Águas da Infância

Na sexta-feira eu estava exausta. A noite inteira não consegui dormir bem. Levantei-me por duas vezes, ainda li duas ou três páginas de uma tese de doutorado de um amigo querido. O sono só me venceu perto da aurora da manhã que queria nascer.

A viagem ia ser rápida. Obedecendo aos preparativos dela, às oito estava sentada e ao volante. O destino conhecido: Pão de Açúcar, terra natal, por tantos anos não visitada. Que saudade!

O bafo do calor quente do sol nos recebeu quilômetros antes de chegarmos ao alto da cidade e só assim podermos descer até ela e nos dirigirmos ao nosso antigo ninho, a doce cidade.

Parei o carro no alto, antes de descer a ladeira de chegada. Vi o “Chico”, azul como as águas do Mediterrâneo. Achei-o estreito. Duvidei de seu vigor, mas, após apreciá-lo ao longe, desci a íngreme ladeira serpentiforme até a proximidade de uma de suas margens, para mim, íntima companheira de infância.

Sentei-me no banquinho de madeira envelhecido à margem do rio, ao lado da barraca da velha Tina. Meus olhos pararam num olhar saudoso na direção das águas que desciam mansas rumo ao oceano onde logo adiante seriam tragadas pela boca enorme das águas do mar de Penedo.

Icebergs de areia no meio dele anunciavam-me parte de seu sofrimento. O rio estava agônico. Suas águas eram ocultas lágrimas de dor e de sofrimento. Mas o rio não possuía boca, sua fala era fotograficamente metafórica e eu, àquele instante, sua mais nova advogada de defesa. O velho Chico não mais podia sucumbir porque nele estavam guardadas as histórias de tantas infâncias. A minha estava junta a essas outras tantas, nos idos, também saudosos..., de tão velhos tempos.
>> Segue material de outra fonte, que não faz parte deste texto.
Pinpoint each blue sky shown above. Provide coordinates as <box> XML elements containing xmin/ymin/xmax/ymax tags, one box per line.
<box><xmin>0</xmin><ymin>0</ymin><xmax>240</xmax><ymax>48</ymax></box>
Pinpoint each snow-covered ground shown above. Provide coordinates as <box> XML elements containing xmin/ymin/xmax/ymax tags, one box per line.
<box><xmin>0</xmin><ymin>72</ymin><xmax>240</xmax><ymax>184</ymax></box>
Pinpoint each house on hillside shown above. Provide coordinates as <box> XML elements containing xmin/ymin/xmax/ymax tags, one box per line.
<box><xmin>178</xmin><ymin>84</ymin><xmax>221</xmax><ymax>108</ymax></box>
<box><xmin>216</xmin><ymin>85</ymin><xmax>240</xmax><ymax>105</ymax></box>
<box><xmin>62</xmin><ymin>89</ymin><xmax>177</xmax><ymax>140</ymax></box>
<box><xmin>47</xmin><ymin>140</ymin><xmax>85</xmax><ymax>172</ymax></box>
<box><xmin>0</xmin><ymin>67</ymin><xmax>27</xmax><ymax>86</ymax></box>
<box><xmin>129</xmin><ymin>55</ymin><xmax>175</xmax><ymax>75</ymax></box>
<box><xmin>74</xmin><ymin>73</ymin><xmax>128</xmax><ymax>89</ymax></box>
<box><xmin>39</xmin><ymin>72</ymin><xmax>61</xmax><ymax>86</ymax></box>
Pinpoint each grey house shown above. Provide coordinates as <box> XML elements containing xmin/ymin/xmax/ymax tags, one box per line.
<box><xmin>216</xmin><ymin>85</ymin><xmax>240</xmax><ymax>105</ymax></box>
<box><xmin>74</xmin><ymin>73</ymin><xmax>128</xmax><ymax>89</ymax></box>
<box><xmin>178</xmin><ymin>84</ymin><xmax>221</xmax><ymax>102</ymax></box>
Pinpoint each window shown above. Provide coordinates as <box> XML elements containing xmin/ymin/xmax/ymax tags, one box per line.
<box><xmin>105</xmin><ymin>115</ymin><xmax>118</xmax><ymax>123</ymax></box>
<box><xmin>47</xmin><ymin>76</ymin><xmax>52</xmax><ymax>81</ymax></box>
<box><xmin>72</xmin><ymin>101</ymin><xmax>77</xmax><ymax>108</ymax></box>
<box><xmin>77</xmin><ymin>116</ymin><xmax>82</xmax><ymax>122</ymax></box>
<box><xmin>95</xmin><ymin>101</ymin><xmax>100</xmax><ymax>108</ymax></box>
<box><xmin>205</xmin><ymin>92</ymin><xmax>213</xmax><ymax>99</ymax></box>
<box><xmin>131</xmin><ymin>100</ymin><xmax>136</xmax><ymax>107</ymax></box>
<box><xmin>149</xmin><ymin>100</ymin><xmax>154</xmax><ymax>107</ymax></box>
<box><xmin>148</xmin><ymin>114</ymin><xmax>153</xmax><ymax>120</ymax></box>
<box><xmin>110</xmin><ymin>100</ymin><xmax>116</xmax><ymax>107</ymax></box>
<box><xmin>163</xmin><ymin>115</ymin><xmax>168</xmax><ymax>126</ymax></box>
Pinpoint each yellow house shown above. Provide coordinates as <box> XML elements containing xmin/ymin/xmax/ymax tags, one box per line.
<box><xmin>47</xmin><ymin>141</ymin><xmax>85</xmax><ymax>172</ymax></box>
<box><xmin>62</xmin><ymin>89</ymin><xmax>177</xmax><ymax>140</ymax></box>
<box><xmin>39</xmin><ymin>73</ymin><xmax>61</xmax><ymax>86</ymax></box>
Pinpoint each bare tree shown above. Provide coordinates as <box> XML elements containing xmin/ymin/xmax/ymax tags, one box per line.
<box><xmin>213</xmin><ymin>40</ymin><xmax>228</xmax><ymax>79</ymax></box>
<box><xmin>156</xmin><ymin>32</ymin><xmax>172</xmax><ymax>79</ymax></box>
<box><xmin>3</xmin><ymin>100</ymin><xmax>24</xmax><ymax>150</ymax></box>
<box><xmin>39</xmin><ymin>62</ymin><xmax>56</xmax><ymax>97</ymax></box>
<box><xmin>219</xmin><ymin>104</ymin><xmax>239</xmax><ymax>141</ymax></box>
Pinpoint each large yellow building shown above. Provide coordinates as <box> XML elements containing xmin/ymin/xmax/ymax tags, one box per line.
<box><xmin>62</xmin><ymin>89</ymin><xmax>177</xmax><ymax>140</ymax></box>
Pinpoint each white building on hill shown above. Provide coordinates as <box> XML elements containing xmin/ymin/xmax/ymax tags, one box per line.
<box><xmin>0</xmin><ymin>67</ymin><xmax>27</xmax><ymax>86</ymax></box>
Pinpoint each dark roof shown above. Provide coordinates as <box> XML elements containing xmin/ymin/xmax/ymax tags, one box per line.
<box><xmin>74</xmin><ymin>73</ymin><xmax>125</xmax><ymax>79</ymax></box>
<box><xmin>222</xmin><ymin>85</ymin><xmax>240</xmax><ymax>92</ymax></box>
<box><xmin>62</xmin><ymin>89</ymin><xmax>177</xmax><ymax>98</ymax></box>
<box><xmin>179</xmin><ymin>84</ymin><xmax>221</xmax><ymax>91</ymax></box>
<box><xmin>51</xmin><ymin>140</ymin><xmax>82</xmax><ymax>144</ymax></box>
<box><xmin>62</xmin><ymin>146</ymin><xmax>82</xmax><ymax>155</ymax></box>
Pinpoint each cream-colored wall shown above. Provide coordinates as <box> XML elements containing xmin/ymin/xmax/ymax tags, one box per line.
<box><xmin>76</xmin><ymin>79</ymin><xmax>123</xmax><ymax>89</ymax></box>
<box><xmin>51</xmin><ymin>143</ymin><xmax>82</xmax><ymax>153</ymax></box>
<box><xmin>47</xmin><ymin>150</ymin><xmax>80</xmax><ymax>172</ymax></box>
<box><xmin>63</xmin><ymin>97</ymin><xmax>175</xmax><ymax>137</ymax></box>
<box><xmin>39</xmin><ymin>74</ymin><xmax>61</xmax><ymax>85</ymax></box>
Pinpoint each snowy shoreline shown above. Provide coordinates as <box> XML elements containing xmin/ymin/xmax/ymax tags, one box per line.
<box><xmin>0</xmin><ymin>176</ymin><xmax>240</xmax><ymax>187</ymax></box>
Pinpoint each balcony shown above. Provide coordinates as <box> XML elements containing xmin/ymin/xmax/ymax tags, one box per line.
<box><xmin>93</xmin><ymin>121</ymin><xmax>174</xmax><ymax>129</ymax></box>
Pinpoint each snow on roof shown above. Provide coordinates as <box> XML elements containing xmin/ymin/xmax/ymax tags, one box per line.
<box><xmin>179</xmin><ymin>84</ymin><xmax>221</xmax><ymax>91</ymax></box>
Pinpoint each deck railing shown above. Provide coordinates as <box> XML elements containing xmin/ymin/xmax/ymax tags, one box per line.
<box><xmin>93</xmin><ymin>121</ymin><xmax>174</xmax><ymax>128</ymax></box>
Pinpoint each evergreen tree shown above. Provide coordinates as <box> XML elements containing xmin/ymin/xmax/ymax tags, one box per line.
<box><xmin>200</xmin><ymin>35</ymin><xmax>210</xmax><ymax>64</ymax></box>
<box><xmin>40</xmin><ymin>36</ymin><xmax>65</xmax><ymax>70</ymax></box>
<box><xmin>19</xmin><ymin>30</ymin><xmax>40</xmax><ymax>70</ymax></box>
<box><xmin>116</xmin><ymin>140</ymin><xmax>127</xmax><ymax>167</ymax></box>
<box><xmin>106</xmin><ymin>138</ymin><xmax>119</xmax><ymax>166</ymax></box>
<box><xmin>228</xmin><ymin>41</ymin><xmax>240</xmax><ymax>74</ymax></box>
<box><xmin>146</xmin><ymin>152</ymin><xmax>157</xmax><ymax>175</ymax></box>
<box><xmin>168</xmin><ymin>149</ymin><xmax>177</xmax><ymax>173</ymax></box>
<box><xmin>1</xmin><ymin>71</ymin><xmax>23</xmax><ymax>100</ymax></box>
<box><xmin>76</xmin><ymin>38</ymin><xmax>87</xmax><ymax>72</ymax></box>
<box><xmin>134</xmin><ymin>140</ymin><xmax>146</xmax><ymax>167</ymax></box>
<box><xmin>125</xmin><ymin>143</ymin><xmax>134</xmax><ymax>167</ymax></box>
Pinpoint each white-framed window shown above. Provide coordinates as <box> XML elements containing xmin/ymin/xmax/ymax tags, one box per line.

O pensamento levou-me a Éfeso, dialoguei com Heráclito e retornei a mim mesma, bem antes que meu dizente solilóquio se findasse.

Careceria da força das piranhas do Chico para amordaçar os que não o amassem. A correnteza azul de suas águas mornas daria-me a agilidade para me encaminhar aos órgãos competentes, atrás de sua defesa. Qualquer vacilo e eu estaria contribuindo para a sua morte.Precisava agir rápido!

Certa hora, levantei-me do banquinho e fui pôr os pés submersos no limite de sua margem de cá. O espírito das águas eriçou os pelos de minhas lembranças e eu pude crer que ele me dizia alguma coisa. O Chico queria a minha ajuda. O vento trazia-me suas palavras.

Ah! mamãe, quanta saudade me perturba a esta hora graciosa de recordação e ingrata por trazer-me lembranças de tantas coisas que não voltarão mais!

As águas continuavam passando e eu a escutar seus gemidos. O banco para trás, agora eu já submersa até os joelhos e o pensamento já bem próximo da boca do mar engolidor de rios.

Uma canoa passou próxima à margem. Acenei para o remador e fui correspondida e lá se foi o viajante, talvez também de Éfeso. Era bem provável que nunca mais o avistasse, igualzinho a tantos outros que usavam o Chico para passear, trabalhar, ir-se.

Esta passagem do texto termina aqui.